Deficiencies in these fatty acids lead to a host of symptoms and disorders including abnormalities in the liver and kidneys, reduced growth rates, decreased immune function, depression, and dryness of the skin.

Adequate intake of essential fatty acids results in numerous health benefits. Documented benefits include prevention of atherosclerosis, reduced incidence of heart disease and stroke, and relief from the symptoms associated with ulcerative colitis, menstrual pain, and joint pain. Omega-3 fatty acid levels have also been associated with decreased breast cancer risk.

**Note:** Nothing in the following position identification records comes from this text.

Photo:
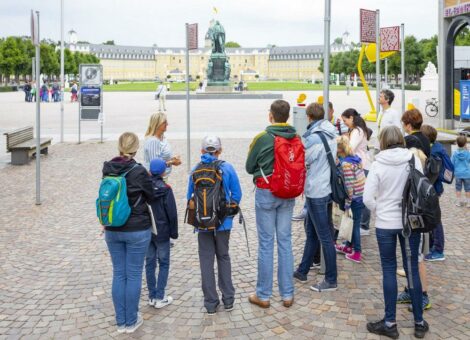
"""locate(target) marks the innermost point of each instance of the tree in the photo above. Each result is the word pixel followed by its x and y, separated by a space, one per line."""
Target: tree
pixel 232 44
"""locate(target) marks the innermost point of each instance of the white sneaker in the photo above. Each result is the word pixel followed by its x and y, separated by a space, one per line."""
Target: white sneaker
pixel 138 323
pixel 164 302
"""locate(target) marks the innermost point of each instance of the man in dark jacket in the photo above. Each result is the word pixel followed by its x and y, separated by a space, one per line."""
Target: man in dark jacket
pixel 166 226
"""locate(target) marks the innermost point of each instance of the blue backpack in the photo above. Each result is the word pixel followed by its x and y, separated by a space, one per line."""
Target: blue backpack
pixel 112 204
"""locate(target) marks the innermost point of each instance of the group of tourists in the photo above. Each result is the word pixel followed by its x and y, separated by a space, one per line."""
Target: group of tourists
pixel 284 165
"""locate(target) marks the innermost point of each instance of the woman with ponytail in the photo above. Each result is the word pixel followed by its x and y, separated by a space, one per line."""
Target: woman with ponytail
pixel 359 135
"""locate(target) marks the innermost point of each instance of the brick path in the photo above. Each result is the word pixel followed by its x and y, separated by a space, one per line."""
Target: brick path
pixel 55 271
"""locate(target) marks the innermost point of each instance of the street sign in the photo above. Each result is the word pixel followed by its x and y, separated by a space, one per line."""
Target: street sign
pixel 368 22
pixel 465 99
pixel 390 39
pixel 34 29
pixel 192 37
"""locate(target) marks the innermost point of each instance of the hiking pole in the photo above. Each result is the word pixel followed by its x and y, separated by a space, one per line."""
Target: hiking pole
pixel 241 220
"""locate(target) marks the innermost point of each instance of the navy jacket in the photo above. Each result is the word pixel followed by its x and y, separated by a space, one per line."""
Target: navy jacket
pixel 164 210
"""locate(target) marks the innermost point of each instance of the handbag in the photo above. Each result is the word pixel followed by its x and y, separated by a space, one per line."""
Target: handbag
pixel 339 193
pixel 345 229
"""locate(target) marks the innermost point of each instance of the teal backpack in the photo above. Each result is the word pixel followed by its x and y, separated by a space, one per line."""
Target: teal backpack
pixel 112 204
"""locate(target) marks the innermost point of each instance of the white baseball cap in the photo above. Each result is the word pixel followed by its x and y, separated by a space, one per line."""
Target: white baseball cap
pixel 211 143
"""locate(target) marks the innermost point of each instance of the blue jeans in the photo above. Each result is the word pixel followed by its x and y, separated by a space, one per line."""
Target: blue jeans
pixel 127 251
pixel 157 251
pixel 318 230
pixel 356 209
pixel 273 218
pixel 387 240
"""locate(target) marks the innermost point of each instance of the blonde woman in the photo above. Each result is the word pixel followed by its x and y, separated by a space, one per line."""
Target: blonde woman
pixel 156 145
pixel 128 244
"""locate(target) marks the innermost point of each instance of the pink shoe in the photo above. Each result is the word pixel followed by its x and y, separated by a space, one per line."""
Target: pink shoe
pixel 344 249
pixel 355 257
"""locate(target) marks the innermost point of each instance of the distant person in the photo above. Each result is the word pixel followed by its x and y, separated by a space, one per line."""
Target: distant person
pixel 383 196
pixel 156 145
pixel 161 96
pixel 388 116
pixel 128 244
pixel 273 214
pixel 213 242
pixel 166 222
pixel 461 161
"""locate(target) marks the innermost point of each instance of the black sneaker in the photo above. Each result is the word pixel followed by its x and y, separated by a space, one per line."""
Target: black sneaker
pixel 421 330
pixel 300 277
pixel 379 327
pixel 212 310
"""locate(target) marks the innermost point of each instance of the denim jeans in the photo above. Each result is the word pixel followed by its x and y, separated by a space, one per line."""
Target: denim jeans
pixel 387 240
pixel 127 251
pixel 318 230
pixel 273 218
pixel 157 251
pixel 356 209
pixel 365 217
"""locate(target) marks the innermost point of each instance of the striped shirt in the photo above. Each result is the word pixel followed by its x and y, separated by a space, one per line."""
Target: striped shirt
pixel 157 148
pixel 354 179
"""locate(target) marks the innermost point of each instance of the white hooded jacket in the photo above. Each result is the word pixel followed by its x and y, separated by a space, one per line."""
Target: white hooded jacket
pixel 384 186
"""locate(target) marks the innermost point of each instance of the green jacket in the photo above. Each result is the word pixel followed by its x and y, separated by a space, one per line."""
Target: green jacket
pixel 261 153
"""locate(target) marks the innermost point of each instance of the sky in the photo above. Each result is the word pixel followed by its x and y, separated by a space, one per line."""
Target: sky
pixel 251 23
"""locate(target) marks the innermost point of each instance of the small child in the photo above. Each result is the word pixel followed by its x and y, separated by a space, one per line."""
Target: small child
pixel 166 220
pixel 461 161
pixel 354 178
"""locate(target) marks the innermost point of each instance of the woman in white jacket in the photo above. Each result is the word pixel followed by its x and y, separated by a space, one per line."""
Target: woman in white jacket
pixel 383 196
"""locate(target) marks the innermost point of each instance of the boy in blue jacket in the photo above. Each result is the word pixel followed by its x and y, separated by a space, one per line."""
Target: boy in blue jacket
pixel 436 252
pixel 166 220
pixel 461 161
pixel 216 243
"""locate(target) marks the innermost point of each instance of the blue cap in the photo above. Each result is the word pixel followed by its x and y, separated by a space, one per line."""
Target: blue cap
pixel 157 166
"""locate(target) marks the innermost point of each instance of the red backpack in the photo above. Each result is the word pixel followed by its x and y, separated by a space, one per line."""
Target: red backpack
pixel 288 177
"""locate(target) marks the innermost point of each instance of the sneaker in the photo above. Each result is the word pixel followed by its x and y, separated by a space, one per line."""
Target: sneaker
pixel 300 277
pixel 301 216
pixel 324 287
pixel 355 257
pixel 138 323
pixel 434 256
pixel 380 328
pixel 121 329
pixel 315 266
pixel 401 272
pixel 426 304
pixel 213 310
pixel 365 232
pixel 404 297
pixel 164 302
pixel 343 249
pixel 421 330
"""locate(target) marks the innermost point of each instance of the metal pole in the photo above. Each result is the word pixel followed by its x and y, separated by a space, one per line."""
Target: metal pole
pixel 188 123
pixel 38 120
pixel 377 62
pixel 403 103
pixel 441 64
pixel 326 58
pixel 62 80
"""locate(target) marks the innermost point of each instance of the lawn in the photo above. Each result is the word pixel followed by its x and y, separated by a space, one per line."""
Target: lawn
pixel 252 86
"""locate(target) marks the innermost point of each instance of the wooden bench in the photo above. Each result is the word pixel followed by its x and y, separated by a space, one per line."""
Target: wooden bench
pixel 22 145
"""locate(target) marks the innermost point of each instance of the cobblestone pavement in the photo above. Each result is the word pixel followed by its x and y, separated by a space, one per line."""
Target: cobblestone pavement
pixel 55 271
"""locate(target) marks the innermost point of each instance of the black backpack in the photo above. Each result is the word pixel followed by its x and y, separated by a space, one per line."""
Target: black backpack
pixel 207 208
pixel 420 202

It is not only important to incorporate good sources of omega-3 and omega-6s in your diet, but also to consume these fatty acids in the proper ratio. Omega-6 fatty acids compete with omega-3 fatty acids for use in the body, and therefore excessive intake of omega-6 fatty acids can inhibit omega-3s. Ideally, the ratio of omega-6 to omega-3 fatty acids should be between 1:1 and 4:1.

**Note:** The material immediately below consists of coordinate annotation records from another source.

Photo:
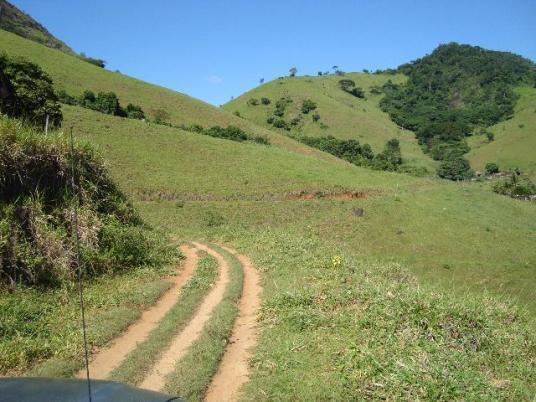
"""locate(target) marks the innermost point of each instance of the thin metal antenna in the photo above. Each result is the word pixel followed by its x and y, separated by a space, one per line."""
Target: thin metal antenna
pixel 79 266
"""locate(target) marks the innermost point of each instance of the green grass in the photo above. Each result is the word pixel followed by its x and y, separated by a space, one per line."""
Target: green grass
pixel 137 363
pixel 194 371
pixel 74 76
pixel 40 330
pixel 515 139
pixel 346 116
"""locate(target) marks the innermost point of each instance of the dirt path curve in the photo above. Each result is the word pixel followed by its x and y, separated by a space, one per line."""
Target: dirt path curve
pixel 108 358
pixel 233 371
pixel 155 380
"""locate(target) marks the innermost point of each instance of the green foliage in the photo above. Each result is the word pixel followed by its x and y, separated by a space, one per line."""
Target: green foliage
pixel 134 112
pixel 96 62
pixel 456 88
pixel 455 168
pixel 307 106
pixel 64 97
pixel 36 234
pixel 27 92
pixel 491 168
pixel 349 150
pixel 516 186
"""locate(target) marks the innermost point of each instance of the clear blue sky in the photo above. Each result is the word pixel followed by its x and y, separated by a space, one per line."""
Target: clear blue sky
pixel 215 49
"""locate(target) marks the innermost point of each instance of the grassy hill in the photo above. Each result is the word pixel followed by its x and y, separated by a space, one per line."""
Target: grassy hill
pixel 515 139
pixel 424 292
pixel 342 115
pixel 75 75
pixel 20 23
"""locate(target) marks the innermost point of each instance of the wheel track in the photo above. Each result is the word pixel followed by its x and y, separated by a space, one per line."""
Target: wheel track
pixel 109 357
pixel 233 371
pixel 155 380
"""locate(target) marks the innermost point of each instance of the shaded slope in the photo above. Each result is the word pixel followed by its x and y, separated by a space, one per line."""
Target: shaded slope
pixel 515 139
pixel 14 20
pixel 344 115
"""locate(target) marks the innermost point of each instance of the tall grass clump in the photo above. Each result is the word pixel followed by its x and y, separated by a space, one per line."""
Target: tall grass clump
pixel 36 212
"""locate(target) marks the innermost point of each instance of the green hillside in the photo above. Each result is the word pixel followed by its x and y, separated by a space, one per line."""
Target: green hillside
pixel 342 115
pixel 20 23
pixel 74 76
pixel 375 284
pixel 515 139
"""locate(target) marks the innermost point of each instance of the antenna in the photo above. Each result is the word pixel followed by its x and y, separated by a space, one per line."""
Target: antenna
pixel 78 265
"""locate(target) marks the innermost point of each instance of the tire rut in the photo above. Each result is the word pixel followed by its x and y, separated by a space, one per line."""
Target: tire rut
pixel 233 371
pixel 109 357
pixel 155 380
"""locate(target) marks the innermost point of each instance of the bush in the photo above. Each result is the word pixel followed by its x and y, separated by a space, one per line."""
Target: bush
pixel 36 241
pixel 457 168
pixel 492 168
pixel 27 93
pixel 308 105
pixel 65 98
pixel 516 186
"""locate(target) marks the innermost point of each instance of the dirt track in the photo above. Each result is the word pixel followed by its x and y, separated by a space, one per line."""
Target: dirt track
pixel 108 358
pixel 233 370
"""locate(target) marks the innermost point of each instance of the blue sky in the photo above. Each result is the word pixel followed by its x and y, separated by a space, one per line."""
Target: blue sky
pixel 215 49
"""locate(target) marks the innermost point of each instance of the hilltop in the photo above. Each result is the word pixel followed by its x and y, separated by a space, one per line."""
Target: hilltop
pixel 20 23
pixel 375 284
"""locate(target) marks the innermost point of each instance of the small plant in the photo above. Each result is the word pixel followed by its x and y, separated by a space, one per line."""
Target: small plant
pixel 492 168
pixel 308 105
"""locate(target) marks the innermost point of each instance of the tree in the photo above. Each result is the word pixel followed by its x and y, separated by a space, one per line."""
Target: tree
pixel 27 92
pixel 492 168
pixel 346 84
pixel 134 112
pixel 457 168
pixel 308 105
pixel 108 103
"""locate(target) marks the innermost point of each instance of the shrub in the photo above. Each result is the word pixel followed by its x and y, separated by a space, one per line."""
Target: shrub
pixel 456 168
pixel 27 92
pixel 65 98
pixel 492 168
pixel 516 186
pixel 347 84
pixel 160 116
pixel 36 242
pixel 134 112
pixel 279 123
pixel 308 105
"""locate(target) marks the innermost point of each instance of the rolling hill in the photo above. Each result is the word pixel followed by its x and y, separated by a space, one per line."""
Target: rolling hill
pixel 20 23
pixel 376 284
pixel 342 115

Instead, most people consume these fatty acids at a ratio, of omega-6 to omega-3, between 10:1 and 25:1, and are consequently unable to reap the benefits of omega-3s. This imbalance is due to a reliance on processed foods and oils, which are now common in the Western diet. To combat this issue it is necessary to eat a low-fat diet with minimally processed foods, minimal cooking, and naturally occurring omega-3 fatty acids. A lower omega-6:omega-3 ratio is desirable for reducing the risk of many chronic diseases.

Omega-6 Fatty Acids

Omega-6 fats are derived from linoleic acid and are found in leafy vegetables, seeds, nuts, grains, and vegetable oils (corn, safflower, soybean, cottonseed, sesame, sunflower). Most diets provide adequate amounts of this fatty acid, and therefore planning is rarely required to ensure proper amounts of omega-6 fatty acids.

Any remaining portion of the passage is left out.